Officials have few options but to raze the 31-year-old entertainment complex, which loses money every year and would cost $30 million to renovate. But that leaves the thornier question of what to do with the 4.5-acre site once the Coliseum is gone. The city has suggested building a hotel and conference center on the property, and officials have said they are also considering relocating the Long Wharf Theatre to the site.

It is only natural to view a proposal aimed at improving the aesthetics and accessibility of the city’s downtown with optimism, but New Haven’s record of completing major development projects has been suspect lately. The city’s plans to construct the Long Wharf Mall failed in late 2000, and the former Macy’s and Malley’s sites downtown have languished as blighted properties. Even the more recent rehabilitation of the Chapel Square Mall has run into a lawsuit filed by evicted tenants.

If New Haven hopes to be a regional leader, then the city’s leadership needs to progress in its efforts to revitalize downtown. This means following through on previous plans to utilize Macy’s, Malley’s and the Chapel Square Mall sites. It also requires an immediate and decisive plan for the Coliseum property. By tying together these new developments to form a cohesive retail and arts district, the city can significantly upgrade its tourist appeal and make downtown a more welcoming area for residents and new businesses.

A hotel and conference center and the addition of the popular Long Wharf Theatre could help to accomplish these goals.

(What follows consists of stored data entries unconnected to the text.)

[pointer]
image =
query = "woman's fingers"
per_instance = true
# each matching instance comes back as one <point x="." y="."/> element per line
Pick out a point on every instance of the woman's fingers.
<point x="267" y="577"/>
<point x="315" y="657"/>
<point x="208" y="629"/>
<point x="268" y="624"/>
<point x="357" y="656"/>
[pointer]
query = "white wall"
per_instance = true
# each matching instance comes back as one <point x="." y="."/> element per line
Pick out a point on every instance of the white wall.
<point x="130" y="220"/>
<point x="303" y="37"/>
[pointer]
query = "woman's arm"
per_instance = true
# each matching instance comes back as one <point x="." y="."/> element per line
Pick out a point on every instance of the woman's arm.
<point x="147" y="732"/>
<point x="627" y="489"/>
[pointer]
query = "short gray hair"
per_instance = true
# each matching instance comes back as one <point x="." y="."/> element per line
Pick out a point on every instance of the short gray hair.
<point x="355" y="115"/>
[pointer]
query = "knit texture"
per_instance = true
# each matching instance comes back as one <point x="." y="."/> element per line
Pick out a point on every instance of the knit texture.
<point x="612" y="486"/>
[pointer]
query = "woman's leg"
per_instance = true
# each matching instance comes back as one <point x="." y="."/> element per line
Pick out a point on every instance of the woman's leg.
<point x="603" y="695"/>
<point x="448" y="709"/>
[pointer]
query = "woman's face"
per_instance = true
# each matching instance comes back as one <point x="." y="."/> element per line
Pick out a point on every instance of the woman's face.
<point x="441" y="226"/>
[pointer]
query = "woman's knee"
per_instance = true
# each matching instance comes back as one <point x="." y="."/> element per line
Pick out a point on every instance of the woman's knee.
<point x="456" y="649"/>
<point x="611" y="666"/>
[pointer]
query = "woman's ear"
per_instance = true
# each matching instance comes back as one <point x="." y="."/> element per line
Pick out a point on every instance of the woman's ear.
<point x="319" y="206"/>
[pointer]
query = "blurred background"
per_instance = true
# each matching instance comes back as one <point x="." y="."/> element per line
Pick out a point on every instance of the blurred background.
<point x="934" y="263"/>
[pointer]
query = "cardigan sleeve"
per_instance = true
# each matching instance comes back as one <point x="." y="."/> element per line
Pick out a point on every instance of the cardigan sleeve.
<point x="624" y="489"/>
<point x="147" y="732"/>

A well-designed and managed hotel, similar to the Omni hotel, would be an attractive downtown destination for business travelers, and it would create far more jobs than the Coliseum. And the Long Wharf Theatre would complement the Shubert Theater and the Yale Repertory Theatre to further enhance the downtown’s arts scene. Other plans, properly considered and designed, could also succeed.

An alternative that is entirely unacceptable, however, is for the site to deteriorate either as an empty, unused edifice or as a vacant lot following demolition. If DeStefano and his economic development team allow the area to remain unoccupied in either form, they will have failed in their most important task, as the savings from merely closing the Coliseum will not outweigh the effect of allowing such a vital section of the city’s downtown to stagnate.

The decision to demolish the Coliseum presents New Haven with an opportunity to improve and prepare for a more lucrative future, but none of these goals will be achieved without timely action. An active Coliseum may be little more than a memory, but its legacy should not be one of contributing to the overall decline of downtown New Haven.